Geneva, October 20, 2003 -- At the
end of August this year India's Orissa and Chattisgarh States reported
some of the heaviest rainfall experienced in decades. The raging floodwater
that swept away roads, bridges and life-supporting crops forced thousands
of people to flee their homes. Members of the global alliance Action by
Churches Together (ACT) International responded to the emergency by providing
assistance to people in several of Orissa's districts (Balangir and the
five densely populated coastal districts Puri, Khurda, Cuttack, Jagatsinghpur
and Kendrapara), as well as Raipur and Jangir Champa in Chattisgarh State.
ACT member Church's Auxiliary for Social Action (CASA) responded in both states, whereas two other members, Lutheran World Service in India (LWS India) and United Evangelical Lutheran Church in India (UELCI) assisted people in Orissa.

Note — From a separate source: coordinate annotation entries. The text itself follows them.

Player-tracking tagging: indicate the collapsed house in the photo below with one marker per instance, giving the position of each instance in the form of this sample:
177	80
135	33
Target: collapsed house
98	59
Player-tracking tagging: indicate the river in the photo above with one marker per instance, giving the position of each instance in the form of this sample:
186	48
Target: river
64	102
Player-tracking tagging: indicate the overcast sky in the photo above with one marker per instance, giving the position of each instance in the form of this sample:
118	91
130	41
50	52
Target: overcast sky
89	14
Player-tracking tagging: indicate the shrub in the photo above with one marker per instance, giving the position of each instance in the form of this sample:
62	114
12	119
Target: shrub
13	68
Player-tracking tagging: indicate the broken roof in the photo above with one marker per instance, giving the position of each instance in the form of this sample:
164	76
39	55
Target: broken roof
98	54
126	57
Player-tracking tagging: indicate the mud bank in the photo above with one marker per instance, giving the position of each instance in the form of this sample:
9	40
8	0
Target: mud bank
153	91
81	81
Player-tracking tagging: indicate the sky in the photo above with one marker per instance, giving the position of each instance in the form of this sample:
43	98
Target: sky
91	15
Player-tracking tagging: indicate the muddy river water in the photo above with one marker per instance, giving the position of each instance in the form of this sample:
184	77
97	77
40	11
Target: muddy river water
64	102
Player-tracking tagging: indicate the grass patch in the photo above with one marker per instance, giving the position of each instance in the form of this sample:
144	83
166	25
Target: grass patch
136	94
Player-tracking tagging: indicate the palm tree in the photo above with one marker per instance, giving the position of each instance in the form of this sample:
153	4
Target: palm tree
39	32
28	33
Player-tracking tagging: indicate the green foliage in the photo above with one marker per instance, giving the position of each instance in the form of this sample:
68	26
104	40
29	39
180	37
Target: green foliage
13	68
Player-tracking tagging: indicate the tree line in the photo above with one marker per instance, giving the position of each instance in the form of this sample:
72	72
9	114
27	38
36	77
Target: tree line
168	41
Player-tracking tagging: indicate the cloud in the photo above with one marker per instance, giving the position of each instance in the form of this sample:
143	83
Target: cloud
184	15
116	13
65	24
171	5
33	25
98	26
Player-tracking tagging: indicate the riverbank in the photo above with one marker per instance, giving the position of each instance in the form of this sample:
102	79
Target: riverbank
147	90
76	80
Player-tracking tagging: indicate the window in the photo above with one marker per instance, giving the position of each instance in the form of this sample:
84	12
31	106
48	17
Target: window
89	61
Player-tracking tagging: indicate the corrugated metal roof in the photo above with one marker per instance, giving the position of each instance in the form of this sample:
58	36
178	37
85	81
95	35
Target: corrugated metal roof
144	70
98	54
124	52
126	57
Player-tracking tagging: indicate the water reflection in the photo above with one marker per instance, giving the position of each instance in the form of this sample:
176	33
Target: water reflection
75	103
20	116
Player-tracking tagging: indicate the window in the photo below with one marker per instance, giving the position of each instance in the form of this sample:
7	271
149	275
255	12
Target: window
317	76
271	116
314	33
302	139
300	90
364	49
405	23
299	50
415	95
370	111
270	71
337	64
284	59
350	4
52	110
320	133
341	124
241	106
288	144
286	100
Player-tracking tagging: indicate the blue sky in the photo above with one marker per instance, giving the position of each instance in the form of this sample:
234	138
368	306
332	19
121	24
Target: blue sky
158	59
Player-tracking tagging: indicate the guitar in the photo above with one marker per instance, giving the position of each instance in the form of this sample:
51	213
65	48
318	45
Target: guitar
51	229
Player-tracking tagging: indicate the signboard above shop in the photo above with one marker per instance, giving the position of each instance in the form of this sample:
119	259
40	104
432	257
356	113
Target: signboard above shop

Several villages near the Magani river mouth and along the coast of Orissa had suffered extensive damage when floodgates of a dam in the river system were opened to release the massive build-up of water upstream. Many people were caught completely unaware by the heavy rains - 316 mm (little over a foot) of rain poured down in six hours.
CASA reported that it was able to meet the needs of 8000 families due to the response by the ACT alliance to their appeal. This included distributing relief materials as well as food to families in five districts (Kendrapara, Khurda, Puri, Jagatsuinghphur and Cuttack) in Orissa State. 5000 families received dry food, whereas 2051 people were assisted with cooked meals for three days. 2000 people received plastic sheeting. Non-food items included purifying tablets for water, clothing and kitchen utensils.
The relief materials were distributed with the assistance of local partner organizations, which in turn were helped by local organizations, churches and trained members of the village disaster mitigation task forces. CASA said that the effectiveness of the relief efforts can be ascribed to the active participation of the disaster mitigation task forces and local villagers.
Also in Orissa State, LWS India reported that the rapid assistance given to nearly 60,000 people in 117 villages was possible because of the community based disaster preparedness and development projects that were in place. People who had fled their damaged or destroyed homes were in desperate need of food and clean drinking water. LWS India responded by making 50 tons of pressed rice, 2,5 tons of molasses, 500 000 purifying tablets for water and 2,900 plastic sheets available to people in Puri and Kendrapara districts - two of the worst affected areas. LWS India also reported that the tube wells with raised platforms that the agency had previously installed in the areas of Astaranga and Kakatpur blocks in Puri district of Orissa proved to be effective and are now providing clean drinking water to the villages. Plastic sheeting was one of the relief items desperately needed to provide secure shelter for people exposed to the elements.
Rice crops were washed away when embankments and ridges collapsed as the rains continued to fall. Subsistence farmers who lost their crops are facing a bleak year ahead. "How to survive?" in the coming months became a major concern for thousands of people in the districts affected by the floods, reported the ACT members.
But as effective as relief operations were, the ACT members reported that even transporting food to those in need brought its own set of challenges, as getting the food from the mainland to the distribution sites required boat trips that could take up to an hour each in many areas.